Moments later, Pavlik TKO'd Gary Lockett in Round 3 to keep his WBC and WBO middleweight titles.
Not an action-packed night of boxing for HBO. In the other big fight, Juan Manuel Lopez knocked out Daniel Ponce De Leon in the first round to win a junior featherweight world title. The whole night consisted of less than four rounds of boxing.
Rays color analyst Joe Magrane, talking about second baseman Aki Iwamura after a nice play Saturday:
"I said after seeing him in spring training that I thought he would make a better second baseman than a third baseman, and he already is that.''
Nice work by the Rays TV crew to pick up on the Matt Garza-Dioner Navarro dustup on Sunday afternoon. One minor nit was analyst Joe Magrane immediately swept it under the rug, essentially saying it was no big and that stuff happens all the time. True, it isn't unusual for emotions to run high between teammates during a long season. And it probably was no big deal. But maybe -- just maybe -- it was a big deal. Maybe there is a problem beyond pitch selection. It might have been more prudent for Magrane to not decide so quickly that it was just the boys being boys.
What in the world happened to Big Brown on Saturday? Not only did he not win the Triple Crown after trainer Rick Dutrow guaranteed victory, but he pulled up and finished last. New York Times horse racing writer Joe Drape had the best line on ESPN's Outside the Lines:
"What we saw is when you taunt the racing gods, they not only smite you, they humiliate you.''
Most unwatchable sports
Sorry, but the two College World Series -- baseball and softball -- have become unwatchable. They score too many runs in baseball and not enough in softball.
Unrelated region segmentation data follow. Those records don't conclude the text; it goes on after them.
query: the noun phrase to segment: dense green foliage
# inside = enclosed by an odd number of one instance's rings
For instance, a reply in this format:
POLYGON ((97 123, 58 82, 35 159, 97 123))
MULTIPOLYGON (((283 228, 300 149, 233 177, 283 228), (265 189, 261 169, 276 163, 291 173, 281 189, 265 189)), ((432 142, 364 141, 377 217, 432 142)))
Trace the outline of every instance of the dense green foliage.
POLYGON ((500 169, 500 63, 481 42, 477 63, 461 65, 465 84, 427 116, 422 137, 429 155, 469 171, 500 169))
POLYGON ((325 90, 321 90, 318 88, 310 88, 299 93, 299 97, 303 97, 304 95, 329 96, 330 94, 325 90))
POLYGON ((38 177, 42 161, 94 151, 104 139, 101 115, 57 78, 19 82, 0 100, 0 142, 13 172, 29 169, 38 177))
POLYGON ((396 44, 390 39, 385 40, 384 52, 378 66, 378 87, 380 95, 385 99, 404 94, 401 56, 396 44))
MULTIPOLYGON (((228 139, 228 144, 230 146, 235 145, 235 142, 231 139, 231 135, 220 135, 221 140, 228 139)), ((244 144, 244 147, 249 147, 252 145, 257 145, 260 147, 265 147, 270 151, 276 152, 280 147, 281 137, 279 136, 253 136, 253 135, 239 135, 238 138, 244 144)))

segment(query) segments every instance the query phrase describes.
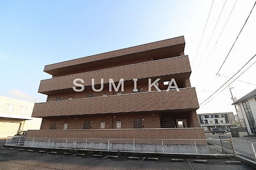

Two things might make it better. Eliminate the aluminum bats in baseball and move the pitcher's mound back about 5 feet in softball.
Sports fans should already be getting excited for next week's U.S. Open golf tournament. Tiger Woods returns and, for the first time, the third and fourth rounds will be in prime time because the tournament is in California. Now all we need is a showdown between Woods and Phil Mickleson.
"(Mickelson) needs to stop being the Sam Snead of the United States Open,'' Mike Lupica said on ESPN's Sports Reporters. "He needs to stop racking up second-place finishes. This is a tournament that he has to be considered at least a favorite more than Tiger because Tiger hasn't played.''
Don’t bet on it: I’m picking Tiger to finish ahead of Phil.